I am trying to port the following code to the GPU, keeping all data in GPU memory space:
if (function(array,a) > x){
out = y;
} else if (function(array,b) > x){
out = z;
}
To keep the result of function(array,a) and function(array,b) on the GPU, I must port the entire block to the GPU. function() loops over the array elements and manipulates them with the integer a. It has a pragma acc loop directive to parallelize the loop. If I compile function() on the GPU using the OpenACC routine directive (with no gang, worker or vector clause), I could do the following:
#pragma acc parallel copyin(array,a,b,x,y,z) copyout(out) num_gangs(1) vector_length(1)
{
... same code as on the CPU ...
}
But this code is really slow. I believe this is because the num_gangs(1) vector_length(1) clause is being applied within the device routine function(), which is therefore executed sequentially by a single thread. The following is much faster:
#pragma acc enter data copyin(array,a,b,x,y,z) create(s1,s2,out)

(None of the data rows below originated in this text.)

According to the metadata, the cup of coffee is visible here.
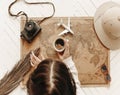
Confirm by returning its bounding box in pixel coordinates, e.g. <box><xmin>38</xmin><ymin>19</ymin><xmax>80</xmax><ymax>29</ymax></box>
<box><xmin>53</xmin><ymin>37</ymin><xmax>65</xmax><ymax>53</ymax></box>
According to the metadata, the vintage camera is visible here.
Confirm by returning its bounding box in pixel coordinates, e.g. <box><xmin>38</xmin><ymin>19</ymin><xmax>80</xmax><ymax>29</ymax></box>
<box><xmin>21</xmin><ymin>20</ymin><xmax>41</xmax><ymax>43</ymax></box>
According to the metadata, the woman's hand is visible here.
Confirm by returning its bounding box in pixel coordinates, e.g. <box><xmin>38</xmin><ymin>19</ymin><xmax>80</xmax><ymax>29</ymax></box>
<box><xmin>30</xmin><ymin>51</ymin><xmax>45</xmax><ymax>67</ymax></box>
<box><xmin>57</xmin><ymin>40</ymin><xmax>70</xmax><ymax>60</ymax></box>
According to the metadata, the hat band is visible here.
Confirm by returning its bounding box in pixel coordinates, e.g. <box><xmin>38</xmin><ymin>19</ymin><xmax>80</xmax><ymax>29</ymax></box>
<box><xmin>105</xmin><ymin>31</ymin><xmax>120</xmax><ymax>40</ymax></box>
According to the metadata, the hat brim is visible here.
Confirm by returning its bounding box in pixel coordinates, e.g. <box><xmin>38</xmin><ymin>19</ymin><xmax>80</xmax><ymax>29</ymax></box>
<box><xmin>94</xmin><ymin>2</ymin><xmax>120</xmax><ymax>50</ymax></box>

#pragma acc parallel present(array,a,b,s1,s2)
{
s1 = function(array,a);
s2 = function(array,b);
}
#pragma acc parallel present(s1,s2,x,y,z,out)
{
if (s1 > x){
out = y;
} else if (s2 > x){
out = z;
}
}
#pragma acc exit data delete(array,a,b,x,y,z,s1,s2) copyout(out)
However, this requires evaluating function(array,b) where it is a priori not necessary. How can I best port my if-else statement and function() evaluations to the GPU?